Have we got our top genetics on ice for the nightmare scenario, when for example, the westerly wind blows the FMD virus from Raglan to Te Aroha and then into the central plateau in only a few days?  The answer is a monumental NO!

Doug and I were involved in setting up the Lands & Survey Romney and Angus breeding schemes on settlement blocks around Taupo in the 1970s, and we always thought that as they were paid for by taxpayers’ money, they should have been the source of a national ‘gene bank’ for an inevitable crisis.  It would have been so easy to take semen from the top males, and ovaries from the old top females that had stood the test of time, and throw them in the freezer as a very low-cost insurance scheme.

But nobody was interested, and now it’s SOE, Landcorp who have joined their genetic resources with commercial company Rissington, they don’t see protecting the country’s sheep and cattle genetic resources as their commercial responsibility. Fair enough.  There’s plenty of dairy semen on ice at LIC but few female resources that could restock the country.

Where would we get replacement sheep and cattle females from – the outback of Australia? And are we happy about having to go back 60 years to start genetic improvement all over again?

This is where the Rare Breeds NewZ is a good resource in their role of preserving minority breed genetics. We are the best country in the world to store animal genetic resources due to our freedom from the world’s nastiest diseases.  But can you imagine trying to get this simple fact through to today’s politicians with a Minister of Agriculture well down the cabinet pecking order, so resources could be allocated for it?

Doug Lang and I gave up our struggle, especially when we got the message from our then MAF Director of Animal Health, not to worry as – ‘Systems were in place’!  When you get that reassurance from a government bureaucrat – be very afraid and head for the hills.

In the last FMD outbreak in UK, there were 60 new cases every day, and it could take a team of 10-15 people over a week to slaughter, burn or bury the stock off one farm.  We simply haven’t got the people to cope with this. The accumulation of dead stock on farms adds to the spread of the disease, as do moving vets as they inhale and carry the virus from farm to farm and have to be stood down after a limited period.

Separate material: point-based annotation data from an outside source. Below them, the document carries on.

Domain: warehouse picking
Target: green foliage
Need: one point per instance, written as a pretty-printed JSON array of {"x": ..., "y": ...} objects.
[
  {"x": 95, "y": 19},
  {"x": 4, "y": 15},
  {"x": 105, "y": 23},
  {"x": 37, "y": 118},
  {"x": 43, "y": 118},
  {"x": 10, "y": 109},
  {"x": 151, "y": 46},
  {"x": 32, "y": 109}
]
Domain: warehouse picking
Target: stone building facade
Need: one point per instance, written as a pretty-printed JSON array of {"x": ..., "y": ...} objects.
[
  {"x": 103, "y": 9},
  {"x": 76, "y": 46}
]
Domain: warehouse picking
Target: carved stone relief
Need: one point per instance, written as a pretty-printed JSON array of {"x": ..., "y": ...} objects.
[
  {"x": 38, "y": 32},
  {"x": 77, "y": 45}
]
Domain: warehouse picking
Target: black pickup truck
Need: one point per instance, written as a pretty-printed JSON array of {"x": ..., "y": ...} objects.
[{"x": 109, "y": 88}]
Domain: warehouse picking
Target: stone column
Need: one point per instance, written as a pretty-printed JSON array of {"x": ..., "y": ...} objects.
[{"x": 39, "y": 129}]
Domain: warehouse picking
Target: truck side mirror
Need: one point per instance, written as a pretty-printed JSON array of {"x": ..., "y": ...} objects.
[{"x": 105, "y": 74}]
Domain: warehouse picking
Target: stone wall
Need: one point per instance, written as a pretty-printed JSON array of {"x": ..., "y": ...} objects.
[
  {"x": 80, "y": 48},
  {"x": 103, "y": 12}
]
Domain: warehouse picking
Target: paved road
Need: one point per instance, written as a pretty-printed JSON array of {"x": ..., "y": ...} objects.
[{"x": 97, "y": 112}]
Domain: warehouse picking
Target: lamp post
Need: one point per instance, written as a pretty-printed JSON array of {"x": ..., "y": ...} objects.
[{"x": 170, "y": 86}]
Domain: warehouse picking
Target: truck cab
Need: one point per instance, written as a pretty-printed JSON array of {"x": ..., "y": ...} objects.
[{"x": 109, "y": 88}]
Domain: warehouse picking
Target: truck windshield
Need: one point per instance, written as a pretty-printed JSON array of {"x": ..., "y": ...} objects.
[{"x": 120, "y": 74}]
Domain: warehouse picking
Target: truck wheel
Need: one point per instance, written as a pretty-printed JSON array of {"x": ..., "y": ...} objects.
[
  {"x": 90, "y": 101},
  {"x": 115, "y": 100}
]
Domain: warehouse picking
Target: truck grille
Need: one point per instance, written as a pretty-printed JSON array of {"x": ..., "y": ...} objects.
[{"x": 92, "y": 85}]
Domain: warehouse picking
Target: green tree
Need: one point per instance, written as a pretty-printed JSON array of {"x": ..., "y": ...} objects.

I’ve recently learned about the ‘New Zealand National Biosecurity Capability Network’ (NBCN) and what it’s going to do when the proverbial hits the fan.  Who dreams up these bureaucrat titles? It’s based on a ‘strategic policy’ between AsureQuality and Ministry of Primary Industry (MPI).

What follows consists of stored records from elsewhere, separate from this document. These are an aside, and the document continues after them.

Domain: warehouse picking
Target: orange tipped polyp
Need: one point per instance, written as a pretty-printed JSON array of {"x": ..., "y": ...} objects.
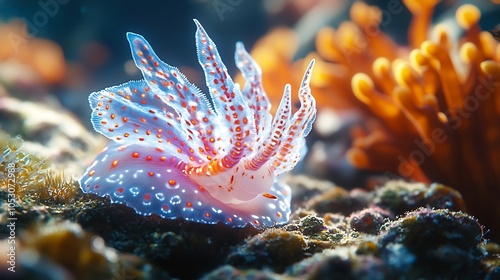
[
  {"x": 469, "y": 52},
  {"x": 467, "y": 15}
]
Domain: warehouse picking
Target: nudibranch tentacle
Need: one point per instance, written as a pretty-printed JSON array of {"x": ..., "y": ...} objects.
[{"x": 209, "y": 158}]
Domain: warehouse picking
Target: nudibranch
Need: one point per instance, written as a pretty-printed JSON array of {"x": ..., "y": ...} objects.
[{"x": 178, "y": 153}]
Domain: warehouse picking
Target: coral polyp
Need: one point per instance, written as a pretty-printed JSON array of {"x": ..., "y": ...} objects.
[{"x": 208, "y": 158}]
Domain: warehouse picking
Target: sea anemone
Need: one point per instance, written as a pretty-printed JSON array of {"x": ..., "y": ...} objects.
[
  {"x": 431, "y": 107},
  {"x": 436, "y": 103}
]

I talked to a ‘Capability Relationship Co-ordinator, Biosecurity Services’ in AssureQuality in Hamilton.  He told me how they have been working for the last two years to get ‘willing organisations’ to form agreements with AsureQuality to provide what would be needed in a crisis. These would be things like people (the real biggie), earth moving companies, police, regional and district councils, etc etc. What happens if organisations are not ‘willing’ I wondered?

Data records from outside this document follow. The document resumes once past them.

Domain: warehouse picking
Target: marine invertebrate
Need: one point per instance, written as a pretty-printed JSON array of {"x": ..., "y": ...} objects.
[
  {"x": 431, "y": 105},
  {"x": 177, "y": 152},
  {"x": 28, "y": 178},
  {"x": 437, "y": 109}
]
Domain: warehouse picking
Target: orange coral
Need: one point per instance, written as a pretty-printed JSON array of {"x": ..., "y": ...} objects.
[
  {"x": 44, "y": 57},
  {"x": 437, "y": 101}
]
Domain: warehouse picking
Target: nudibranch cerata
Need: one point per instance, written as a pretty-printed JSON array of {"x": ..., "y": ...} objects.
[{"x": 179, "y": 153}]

It was stressed to me that this was a massive job and won’t be finished for another two years.  So what do we do in the meantime if FMD arrives in the Waikato with a load of Palm Kernel from Indonesia next week?  Will all these stakeholders and bureaucrats have things agreed?

In the meantime, if you wake up at night in a sweat, imagining all your animals on a massive great stinking funeral pyre or going into a great hole in the ground dug on your farm – just remember that ‘systems are in place’ so you can rest in peace. I wish!

In the meantime it would pay to read up about FMD on the MPI website and what everyone’s role will be (both rural and urban) in a crisis that one day will arrive unless we really have the best biosecurity systems in the world. Currently the Auditor General doesn’t think we have.